Who wouldn’t want to listen to Davina McCall trying KFC for the first time? (be aware, after they try it the podcast gets very heavy very quickly (not the aftermath of the KFC, another topic))
I made Anna Jones’ dal and chutney. It was good (I’ve never had a zingy sour dal before), but I’ve realised why I didn’t get on with her book as much as others – I find some of the instructions oddly tricksy and either far too detailed or not detailed enough. I mean – this is unnecessary: “Once the fat is hot, add the curry leaves, chillies, mustard seeds, fenugreek and garlic, one at a time, pausing for a second between each addition and swirling the pan.” And then being very specific about using different kinds of oils to cook with. But then just saying a thumb sized piece of ginger.

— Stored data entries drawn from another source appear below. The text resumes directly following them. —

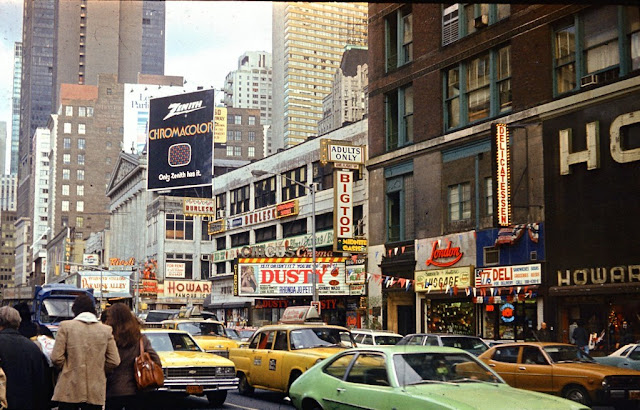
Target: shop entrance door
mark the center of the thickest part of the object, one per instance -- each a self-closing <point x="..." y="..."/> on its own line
<point x="406" y="319"/>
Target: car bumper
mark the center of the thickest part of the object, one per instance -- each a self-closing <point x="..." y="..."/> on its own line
<point x="208" y="384"/>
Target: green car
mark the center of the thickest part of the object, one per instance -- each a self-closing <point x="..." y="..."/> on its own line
<point x="412" y="377"/>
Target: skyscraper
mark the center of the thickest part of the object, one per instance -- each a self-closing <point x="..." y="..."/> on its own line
<point x="15" y="107"/>
<point x="308" y="42"/>
<point x="250" y="87"/>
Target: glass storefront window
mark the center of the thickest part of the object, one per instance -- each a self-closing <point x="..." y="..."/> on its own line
<point x="450" y="317"/>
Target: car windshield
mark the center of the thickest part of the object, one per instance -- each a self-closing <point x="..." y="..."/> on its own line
<point x="319" y="337"/>
<point x="417" y="368"/>
<point x="202" y="328"/>
<point x="470" y="344"/>
<point x="566" y="353"/>
<point x="56" y="310"/>
<point x="387" y="339"/>
<point x="172" y="342"/>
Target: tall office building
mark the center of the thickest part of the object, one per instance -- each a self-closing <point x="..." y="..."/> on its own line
<point x="308" y="42"/>
<point x="96" y="37"/>
<point x="15" y="107"/>
<point x="250" y="87"/>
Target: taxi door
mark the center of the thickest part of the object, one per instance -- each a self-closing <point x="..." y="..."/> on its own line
<point x="505" y="362"/>
<point x="534" y="371"/>
<point x="366" y="386"/>
<point x="259" y="373"/>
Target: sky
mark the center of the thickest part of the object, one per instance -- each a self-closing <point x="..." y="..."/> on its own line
<point x="203" y="41"/>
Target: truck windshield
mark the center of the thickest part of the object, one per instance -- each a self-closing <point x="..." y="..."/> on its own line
<point x="56" y="310"/>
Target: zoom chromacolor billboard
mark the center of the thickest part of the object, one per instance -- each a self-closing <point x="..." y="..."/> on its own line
<point x="180" y="141"/>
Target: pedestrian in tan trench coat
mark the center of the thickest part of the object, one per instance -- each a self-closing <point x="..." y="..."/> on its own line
<point x="85" y="349"/>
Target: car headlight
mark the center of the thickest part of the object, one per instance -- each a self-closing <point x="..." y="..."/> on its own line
<point x="225" y="371"/>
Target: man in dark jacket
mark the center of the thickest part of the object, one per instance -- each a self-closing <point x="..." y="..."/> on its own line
<point x="24" y="364"/>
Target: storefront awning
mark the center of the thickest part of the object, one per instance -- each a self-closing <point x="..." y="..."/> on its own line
<point x="603" y="289"/>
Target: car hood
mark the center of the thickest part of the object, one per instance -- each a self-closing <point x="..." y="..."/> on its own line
<point x="596" y="369"/>
<point x="472" y="395"/>
<point x="192" y="359"/>
<point x="215" y="342"/>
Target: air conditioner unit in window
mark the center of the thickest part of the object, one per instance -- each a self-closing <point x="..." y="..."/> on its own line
<point x="481" y="21"/>
<point x="589" y="80"/>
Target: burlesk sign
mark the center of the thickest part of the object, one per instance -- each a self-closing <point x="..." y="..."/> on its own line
<point x="520" y="275"/>
<point x="180" y="141"/>
<point x="289" y="277"/>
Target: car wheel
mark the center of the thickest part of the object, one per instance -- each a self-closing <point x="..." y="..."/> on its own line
<point x="577" y="394"/>
<point x="217" y="398"/>
<point x="243" y="385"/>
<point x="292" y="378"/>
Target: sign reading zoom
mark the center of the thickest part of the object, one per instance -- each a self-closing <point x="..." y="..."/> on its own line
<point x="180" y="141"/>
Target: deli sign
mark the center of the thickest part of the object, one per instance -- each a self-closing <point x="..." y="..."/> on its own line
<point x="289" y="277"/>
<point x="522" y="275"/>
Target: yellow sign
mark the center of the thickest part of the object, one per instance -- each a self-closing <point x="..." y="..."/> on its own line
<point x="440" y="280"/>
<point x="220" y="125"/>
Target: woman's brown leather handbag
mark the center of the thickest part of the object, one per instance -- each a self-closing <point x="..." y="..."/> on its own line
<point x="148" y="374"/>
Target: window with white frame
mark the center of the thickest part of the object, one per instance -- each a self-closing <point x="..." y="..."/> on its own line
<point x="399" y="38"/>
<point x="399" y="117"/>
<point x="478" y="88"/>
<point x="459" y="201"/>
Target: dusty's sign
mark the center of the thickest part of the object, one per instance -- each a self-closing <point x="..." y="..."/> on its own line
<point x="509" y="276"/>
<point x="289" y="277"/>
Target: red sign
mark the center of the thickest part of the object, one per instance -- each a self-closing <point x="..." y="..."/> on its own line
<point x="452" y="254"/>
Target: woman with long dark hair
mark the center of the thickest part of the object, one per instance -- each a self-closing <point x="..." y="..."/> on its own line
<point x="121" y="384"/>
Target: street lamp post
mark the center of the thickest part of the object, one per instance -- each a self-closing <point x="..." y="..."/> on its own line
<point x="312" y="189"/>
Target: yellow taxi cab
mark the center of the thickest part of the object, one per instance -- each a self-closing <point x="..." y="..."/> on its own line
<point x="210" y="334"/>
<point x="278" y="354"/>
<point x="188" y="369"/>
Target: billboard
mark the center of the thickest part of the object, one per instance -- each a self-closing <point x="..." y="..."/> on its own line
<point x="180" y="141"/>
<point x="289" y="277"/>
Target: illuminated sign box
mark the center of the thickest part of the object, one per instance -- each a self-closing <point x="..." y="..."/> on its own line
<point x="289" y="277"/>
<point x="351" y="245"/>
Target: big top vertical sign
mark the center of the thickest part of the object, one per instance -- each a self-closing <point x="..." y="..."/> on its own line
<point x="502" y="167"/>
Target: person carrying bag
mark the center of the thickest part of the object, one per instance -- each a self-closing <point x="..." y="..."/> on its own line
<point x="147" y="373"/>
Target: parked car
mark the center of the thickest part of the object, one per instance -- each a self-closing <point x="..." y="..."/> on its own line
<point x="564" y="370"/>
<point x="375" y="337"/>
<point x="188" y="369"/>
<point x="471" y="344"/>
<point x="627" y="357"/>
<point x="210" y="334"/>
<point x="412" y="377"/>
<point x="277" y="354"/>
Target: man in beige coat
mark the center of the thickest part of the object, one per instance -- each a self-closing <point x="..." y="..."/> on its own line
<point x="85" y="350"/>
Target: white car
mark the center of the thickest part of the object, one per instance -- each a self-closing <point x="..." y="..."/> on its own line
<point x="368" y="337"/>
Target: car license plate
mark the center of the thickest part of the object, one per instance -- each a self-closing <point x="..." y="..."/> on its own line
<point x="194" y="389"/>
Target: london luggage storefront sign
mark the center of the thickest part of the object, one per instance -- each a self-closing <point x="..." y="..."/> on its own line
<point x="509" y="276"/>
<point x="442" y="280"/>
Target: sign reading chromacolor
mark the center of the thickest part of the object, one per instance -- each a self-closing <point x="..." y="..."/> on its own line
<point x="289" y="277"/>
<point x="520" y="275"/>
<point x="180" y="141"/>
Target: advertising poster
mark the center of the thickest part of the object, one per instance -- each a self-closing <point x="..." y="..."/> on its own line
<point x="289" y="277"/>
<point x="180" y="152"/>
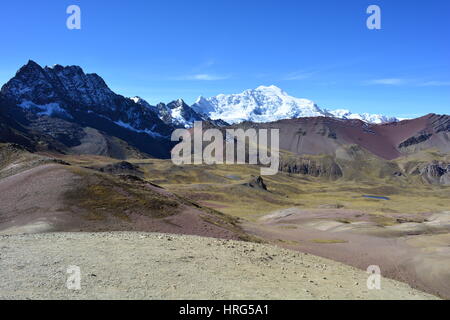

Robin Sloan hit the metaphor on the head about coding and cooking. I’m even less than a programming home cook these days. I can barely microwave a meal. I know what I want at the end but I don’t often recognise the ingredients or the microwave. Whilst cooking methods do change, it’s far slower than how programming has changed (since I did it. for money!).
I am very here for the Wuhan food stans – Robert Sietsema is eating his way round Wuhan cuisine (presumably in NY?), this pancake looks amazing (is it doupi?) and Helen Rosner following up on the epic food post of cooking under lockdown.
Google maps on iOS now has incognito mode. It’s unclear what that means.
I’ve never got into Youtube as entertainment, but it’s nice to see what someone like Matt Haughey watches to replace traditional TV broadcasting.
NYT unpicks how dances and sounds move (or are appropriated) between online communities and apps. It’s maybe a bit inside baseball. I am, however, interested to know if anyone is recording, archiving or cataloguing these things. Less easy to do than, say, knowyourmeme. There also isn’t much coverage or criticism of it, other than when things get massive and leak into the mainstream.
Yet another Clive James postcard, this time from LA. I think I remember watching this one the first time round – from a time (1995) where having a personal trainer or going to the gym as a hobby was weird, or at least niche. Interesting to see what has changed, and what hasn’t.